だから、科学と政治の肝は別のところにあるのでしょう。かつてのソビエト連邦では、結果的に擬似科学だった学説を盲信した人たちが政権の中枢で農業改革を試み、政治を大混乱させた歴史もあります。

写真:瀬名秀明瀬名秀明(せな・ひであき)/作家

西村 メルケルさんの長所は、科学者としてというより、物事を整理して理論的に考えられるといったところでしょう。しかも、国民のシンパシー(共感)を得られるようなプレゼンテーションができる。分かりやすい言葉で、しかも決然と国民に語り掛けるあのプレゼン力は、理系とは思えないほど素晴らしいですよね。
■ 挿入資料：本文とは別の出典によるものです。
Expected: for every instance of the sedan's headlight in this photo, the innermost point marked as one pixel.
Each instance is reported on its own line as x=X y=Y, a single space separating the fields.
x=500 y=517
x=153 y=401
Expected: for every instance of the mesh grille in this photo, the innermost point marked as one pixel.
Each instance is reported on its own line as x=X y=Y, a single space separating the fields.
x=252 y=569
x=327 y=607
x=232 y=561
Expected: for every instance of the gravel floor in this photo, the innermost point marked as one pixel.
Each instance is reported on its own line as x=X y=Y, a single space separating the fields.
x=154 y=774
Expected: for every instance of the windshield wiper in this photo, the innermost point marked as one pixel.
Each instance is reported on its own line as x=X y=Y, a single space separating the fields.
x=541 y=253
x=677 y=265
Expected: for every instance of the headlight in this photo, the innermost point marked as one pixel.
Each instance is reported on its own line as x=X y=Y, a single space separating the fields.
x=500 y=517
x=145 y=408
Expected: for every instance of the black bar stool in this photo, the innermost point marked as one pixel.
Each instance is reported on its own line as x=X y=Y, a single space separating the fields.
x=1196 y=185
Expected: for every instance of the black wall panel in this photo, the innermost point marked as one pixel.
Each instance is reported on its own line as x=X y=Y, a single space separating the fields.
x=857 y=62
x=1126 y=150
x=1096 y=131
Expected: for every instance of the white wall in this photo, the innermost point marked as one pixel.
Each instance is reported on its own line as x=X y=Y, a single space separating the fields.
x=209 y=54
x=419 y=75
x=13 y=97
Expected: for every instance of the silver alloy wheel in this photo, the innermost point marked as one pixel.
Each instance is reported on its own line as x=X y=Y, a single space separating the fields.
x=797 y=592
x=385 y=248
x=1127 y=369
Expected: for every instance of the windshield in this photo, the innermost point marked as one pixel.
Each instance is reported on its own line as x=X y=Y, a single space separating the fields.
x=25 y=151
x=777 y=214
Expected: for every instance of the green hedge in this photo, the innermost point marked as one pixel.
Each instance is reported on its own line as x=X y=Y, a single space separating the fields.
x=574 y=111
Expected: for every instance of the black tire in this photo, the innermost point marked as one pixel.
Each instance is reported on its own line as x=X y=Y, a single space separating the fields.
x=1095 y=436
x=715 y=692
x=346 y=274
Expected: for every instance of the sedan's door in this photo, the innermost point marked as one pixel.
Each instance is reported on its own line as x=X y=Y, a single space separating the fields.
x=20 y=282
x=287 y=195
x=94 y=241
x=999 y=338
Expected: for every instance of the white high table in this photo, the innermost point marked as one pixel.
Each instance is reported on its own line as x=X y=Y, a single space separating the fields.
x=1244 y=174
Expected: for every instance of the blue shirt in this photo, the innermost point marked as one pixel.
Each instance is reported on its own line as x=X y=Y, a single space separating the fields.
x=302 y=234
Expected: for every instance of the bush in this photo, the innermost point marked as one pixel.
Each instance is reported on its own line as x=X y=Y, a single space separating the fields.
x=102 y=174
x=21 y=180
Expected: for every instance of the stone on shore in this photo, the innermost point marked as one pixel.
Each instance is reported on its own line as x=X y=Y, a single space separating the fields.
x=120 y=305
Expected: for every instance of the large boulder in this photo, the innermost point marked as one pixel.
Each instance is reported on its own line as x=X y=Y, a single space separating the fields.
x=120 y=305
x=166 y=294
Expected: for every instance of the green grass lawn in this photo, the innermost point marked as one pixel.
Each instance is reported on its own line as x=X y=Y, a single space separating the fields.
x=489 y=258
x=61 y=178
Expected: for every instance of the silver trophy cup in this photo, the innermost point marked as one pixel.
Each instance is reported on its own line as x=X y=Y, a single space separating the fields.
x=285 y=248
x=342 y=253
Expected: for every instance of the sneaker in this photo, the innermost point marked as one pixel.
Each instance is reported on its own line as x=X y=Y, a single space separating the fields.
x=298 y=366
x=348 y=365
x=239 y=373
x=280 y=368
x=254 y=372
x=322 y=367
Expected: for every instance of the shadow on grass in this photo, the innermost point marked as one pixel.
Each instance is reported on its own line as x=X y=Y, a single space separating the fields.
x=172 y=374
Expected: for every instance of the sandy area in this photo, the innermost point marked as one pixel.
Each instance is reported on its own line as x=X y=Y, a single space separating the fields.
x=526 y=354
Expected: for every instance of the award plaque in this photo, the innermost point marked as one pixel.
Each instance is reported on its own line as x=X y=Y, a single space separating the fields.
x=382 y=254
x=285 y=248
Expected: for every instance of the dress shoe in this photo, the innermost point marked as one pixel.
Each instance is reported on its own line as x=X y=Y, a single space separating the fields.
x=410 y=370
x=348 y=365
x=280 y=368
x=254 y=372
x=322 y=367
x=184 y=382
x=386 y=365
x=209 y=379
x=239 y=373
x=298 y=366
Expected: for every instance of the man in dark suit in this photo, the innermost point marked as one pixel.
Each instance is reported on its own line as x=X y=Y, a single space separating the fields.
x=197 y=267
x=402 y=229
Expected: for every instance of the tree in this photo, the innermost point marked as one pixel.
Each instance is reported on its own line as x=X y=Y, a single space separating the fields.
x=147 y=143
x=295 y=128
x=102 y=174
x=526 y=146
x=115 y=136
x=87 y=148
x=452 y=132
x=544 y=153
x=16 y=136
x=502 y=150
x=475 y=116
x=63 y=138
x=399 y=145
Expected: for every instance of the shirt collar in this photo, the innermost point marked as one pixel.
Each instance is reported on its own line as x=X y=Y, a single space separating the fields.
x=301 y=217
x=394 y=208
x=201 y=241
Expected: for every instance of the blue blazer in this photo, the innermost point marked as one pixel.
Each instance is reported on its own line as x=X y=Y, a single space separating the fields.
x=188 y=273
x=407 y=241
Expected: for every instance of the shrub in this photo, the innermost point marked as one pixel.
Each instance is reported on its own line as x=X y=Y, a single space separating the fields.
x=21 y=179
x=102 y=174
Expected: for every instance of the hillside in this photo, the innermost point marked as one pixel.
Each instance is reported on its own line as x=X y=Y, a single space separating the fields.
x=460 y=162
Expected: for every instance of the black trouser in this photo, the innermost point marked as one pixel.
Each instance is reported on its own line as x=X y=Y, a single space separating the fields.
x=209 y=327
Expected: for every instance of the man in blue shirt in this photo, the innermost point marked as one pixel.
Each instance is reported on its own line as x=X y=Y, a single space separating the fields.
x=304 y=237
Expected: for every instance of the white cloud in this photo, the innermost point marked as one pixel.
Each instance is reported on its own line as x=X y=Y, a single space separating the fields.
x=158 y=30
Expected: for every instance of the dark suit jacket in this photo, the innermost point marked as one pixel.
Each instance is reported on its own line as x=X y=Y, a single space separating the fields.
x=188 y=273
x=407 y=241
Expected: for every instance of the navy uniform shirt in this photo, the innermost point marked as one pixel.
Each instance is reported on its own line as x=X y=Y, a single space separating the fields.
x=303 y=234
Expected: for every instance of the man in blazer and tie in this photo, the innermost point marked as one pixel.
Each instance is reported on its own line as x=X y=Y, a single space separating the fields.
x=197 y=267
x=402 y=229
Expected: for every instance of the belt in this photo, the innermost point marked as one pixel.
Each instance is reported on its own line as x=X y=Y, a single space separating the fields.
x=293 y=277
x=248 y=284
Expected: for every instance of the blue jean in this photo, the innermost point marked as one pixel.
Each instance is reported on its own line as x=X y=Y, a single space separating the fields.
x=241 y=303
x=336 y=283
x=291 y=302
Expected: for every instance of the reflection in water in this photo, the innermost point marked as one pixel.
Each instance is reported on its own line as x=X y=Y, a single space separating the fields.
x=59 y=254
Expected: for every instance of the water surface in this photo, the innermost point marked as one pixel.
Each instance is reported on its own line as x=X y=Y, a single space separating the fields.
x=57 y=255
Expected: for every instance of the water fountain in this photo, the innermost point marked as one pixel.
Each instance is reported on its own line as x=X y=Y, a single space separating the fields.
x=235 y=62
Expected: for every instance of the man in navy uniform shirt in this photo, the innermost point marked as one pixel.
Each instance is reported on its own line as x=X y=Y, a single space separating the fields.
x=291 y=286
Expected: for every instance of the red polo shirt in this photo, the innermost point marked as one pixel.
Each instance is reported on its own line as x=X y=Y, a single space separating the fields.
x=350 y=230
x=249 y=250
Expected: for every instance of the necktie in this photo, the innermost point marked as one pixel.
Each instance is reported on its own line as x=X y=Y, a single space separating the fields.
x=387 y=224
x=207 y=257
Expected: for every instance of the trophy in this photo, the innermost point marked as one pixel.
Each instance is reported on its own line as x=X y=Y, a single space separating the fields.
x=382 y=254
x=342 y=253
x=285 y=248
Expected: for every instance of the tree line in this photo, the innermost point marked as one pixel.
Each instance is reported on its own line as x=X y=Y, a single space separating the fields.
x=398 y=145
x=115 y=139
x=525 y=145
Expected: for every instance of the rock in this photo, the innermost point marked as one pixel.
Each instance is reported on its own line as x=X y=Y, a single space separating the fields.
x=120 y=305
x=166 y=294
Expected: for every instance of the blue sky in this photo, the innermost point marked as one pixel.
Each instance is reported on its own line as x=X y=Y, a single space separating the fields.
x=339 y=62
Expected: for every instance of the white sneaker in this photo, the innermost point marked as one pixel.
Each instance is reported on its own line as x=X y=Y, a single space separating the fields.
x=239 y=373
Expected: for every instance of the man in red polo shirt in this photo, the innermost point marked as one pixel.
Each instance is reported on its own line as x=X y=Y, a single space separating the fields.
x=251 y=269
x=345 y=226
瀬名 感情に訴えるところなどね。僕は、科学者とは自らの専門の下に提言をする役目であり、一方の政治家は科学出身者でなくていいのですが、どの提言を採用するか決断し、自ら責任を取って、かつ事態の進行に合わせて柔軟に対応し指揮してゆく。政治家には、そうしたセンスとリーダーシップを発揮できるような「決断の専門家」であってほしいと思います。

2009年の新型インフルエンザを
誰も総括しておらず教訓を生かせない

 残念ながら日本はこういう政治家が不在で、今回のコロナで政治家は「専門家の意見を聞いています」などと国会で答弁するけれども、実は自分に都合のいい意見だけを引っ張っていたり、Go Toトラベルが批判されたときも「これで感染が拡大したというエビデンスはない」と言い出したり。Go Toトラベルの是非については議論が必要ですが、都合のいいアリバイ作りに科学の名前が使われている、という印象を受けました。

――2度目の緊急事態宣言以降、政権の支持率が下降の一途です。なぜ日本のコロナ対策は信用されないのでしょうか。

瀬名 この1年、徐々にSARS-CoV-2(新型コロナウイルス)のことも分かってきて、エビデンスもアップデートされています。本来なら日常生活をなるべく維持できるように、感染対策で引き続き行わなければならないこと、逆に緩めてよいところといった「ほどほどな政策」について政権自ら示してほしいところですが、結局は経済対策の方ばかりに引っ張られてきたように見えるんですよね。